In paper Miran wrote past autumn, argued that rate rates at 20 percent are “optimal” for US revenues and general well -being, while anything up to 50 percent will not be harmful. However, he also offered this condition, which perhaps is thrown into the agitated debate on Canada’s struggle strategy: “Reprisal tariffs of other nations can cancel the benefits of well -being of tariffs for the United States”

(Look is a member of the Manhattan Institute, where their opinions to Pro-Tarifa are not widely shared, if the headlines as “Why the deep state loves rates” and “Economists are wrong, but not on tariffs“They are something to happen.)
But Trump has been able to surround people as they look at that they help support the president’s zeal for slapping import taxes to the assets of other countries. Its incoming secretaries of Treasury and Trade They have backed their vision in various degrees, while Hassett minimized the wide fears of price shocks in Fox Business this week.
“When people trying to panic for the commercial policy of President Trump simulate what he is going to do, they do not take into account all other policies,” he said.
“Then, President Trump is drill, baby, exercise and deregulation and tax cuts and reduces spending.”
While Trump praised the tariffs of the late nineteenth century of the Republican president William McKinleyThe party, since the 1950s, has been the side that supported free trade on protectionist impulses, says Henderson.

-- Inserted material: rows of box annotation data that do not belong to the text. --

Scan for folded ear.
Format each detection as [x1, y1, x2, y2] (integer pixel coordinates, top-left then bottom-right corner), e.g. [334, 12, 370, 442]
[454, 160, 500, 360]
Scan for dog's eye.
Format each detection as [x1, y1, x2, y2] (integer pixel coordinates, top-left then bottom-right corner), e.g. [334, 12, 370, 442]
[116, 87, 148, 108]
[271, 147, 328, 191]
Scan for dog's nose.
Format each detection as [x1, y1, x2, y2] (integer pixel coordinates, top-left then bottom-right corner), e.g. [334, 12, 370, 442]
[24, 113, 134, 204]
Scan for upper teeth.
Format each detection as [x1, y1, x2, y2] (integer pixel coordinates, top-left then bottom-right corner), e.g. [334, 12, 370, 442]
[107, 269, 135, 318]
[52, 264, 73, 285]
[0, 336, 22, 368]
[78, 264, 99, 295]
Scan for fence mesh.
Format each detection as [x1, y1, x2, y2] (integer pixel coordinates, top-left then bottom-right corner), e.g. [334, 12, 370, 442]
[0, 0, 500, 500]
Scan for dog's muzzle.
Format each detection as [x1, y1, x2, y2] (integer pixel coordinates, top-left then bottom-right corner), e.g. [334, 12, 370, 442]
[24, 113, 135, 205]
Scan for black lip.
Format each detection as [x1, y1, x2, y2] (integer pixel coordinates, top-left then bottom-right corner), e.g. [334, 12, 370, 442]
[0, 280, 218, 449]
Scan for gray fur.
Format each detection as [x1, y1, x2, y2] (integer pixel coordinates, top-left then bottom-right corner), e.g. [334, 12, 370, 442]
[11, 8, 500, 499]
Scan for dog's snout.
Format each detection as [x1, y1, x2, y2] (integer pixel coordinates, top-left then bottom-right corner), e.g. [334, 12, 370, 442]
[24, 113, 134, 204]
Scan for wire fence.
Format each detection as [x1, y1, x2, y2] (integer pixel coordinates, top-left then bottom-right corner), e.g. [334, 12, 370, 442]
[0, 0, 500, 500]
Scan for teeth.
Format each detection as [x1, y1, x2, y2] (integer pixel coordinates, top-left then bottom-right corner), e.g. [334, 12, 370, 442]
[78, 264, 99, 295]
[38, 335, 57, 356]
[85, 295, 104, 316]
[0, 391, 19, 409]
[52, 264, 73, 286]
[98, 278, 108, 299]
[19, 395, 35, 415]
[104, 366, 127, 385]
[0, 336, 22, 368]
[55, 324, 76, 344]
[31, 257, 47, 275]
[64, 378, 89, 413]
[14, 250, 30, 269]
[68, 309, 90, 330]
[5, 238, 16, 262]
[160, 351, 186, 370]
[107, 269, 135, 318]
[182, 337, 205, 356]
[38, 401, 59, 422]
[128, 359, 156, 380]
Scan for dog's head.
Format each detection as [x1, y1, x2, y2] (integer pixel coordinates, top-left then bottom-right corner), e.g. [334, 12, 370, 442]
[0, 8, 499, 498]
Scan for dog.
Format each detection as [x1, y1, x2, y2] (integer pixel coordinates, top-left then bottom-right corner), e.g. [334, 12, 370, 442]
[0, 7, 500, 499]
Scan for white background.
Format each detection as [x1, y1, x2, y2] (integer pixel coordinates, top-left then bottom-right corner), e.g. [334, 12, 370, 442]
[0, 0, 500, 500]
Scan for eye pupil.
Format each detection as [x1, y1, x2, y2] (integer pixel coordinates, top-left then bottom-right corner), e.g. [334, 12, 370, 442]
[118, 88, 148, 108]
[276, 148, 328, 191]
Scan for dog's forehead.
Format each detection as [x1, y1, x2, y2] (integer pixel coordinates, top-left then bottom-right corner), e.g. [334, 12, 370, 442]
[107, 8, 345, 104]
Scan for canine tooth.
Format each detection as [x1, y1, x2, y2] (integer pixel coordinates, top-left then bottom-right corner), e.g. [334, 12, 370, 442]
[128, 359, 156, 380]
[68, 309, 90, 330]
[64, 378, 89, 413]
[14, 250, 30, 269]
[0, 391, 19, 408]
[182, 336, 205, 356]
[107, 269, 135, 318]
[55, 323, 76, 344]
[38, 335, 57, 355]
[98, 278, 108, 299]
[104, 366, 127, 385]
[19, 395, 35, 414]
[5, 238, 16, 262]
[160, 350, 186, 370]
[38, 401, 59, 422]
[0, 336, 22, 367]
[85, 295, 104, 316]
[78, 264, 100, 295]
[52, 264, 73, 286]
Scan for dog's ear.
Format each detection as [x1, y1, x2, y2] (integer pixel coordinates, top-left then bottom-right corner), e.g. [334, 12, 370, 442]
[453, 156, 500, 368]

That could explain why conservative economic orthodoxy is so firmly against the team rate.
But when Henderson spoke with an event of the chapter of the Libertarian Party in California last week, he says that many of Trump’s supporters in the crowd seemed to be skeptical about his points about trade. Trump’s “personality cult” has put the attitudes of his fans in alignment with his, and much of the base of Republican voters along with her.
A Ipsos survey For Reuters made after the opening of January 20, Trump showed that a clear majority of Americans remain opposite to tariffs on Canadian goods, including 88 percent of the Democrats and 66 percent of the independents, but Only 37 percent of Republicans do not agree with tariffs on the northern border.
One could see that in two ways: on the one hand, most of his party still wants me to advance and throw a possible commercial war. On the other hand, about two fifths of his own group believes that he is on the wrong way.
In Leger’s survey, even most respondents who were members of the Trump party say that tariffs will increase the price of goods and services in their country.
And that is before they are instead, and all the warnings of economists and traditional oil and politicians potentially come to pass and hit the American wallets.
“Regardless of what people think, if they see that the price of gasoline rises 15 to 20 cents per gallon, they could ask themselves,” says Henderson.
The current24:40This US economist is pressing the rates in Canada
The economist Oren Cass has been pressing for a new economic strategy in Washington, and supports the radical tariffs that could be imposed on Canada this weekend. He says that these rates will hurt in the short term, but believes that they are ultimately necessary to return manufacturing jobs to the United States, and rebuild the commercial relationship of the United States with the rest of the world.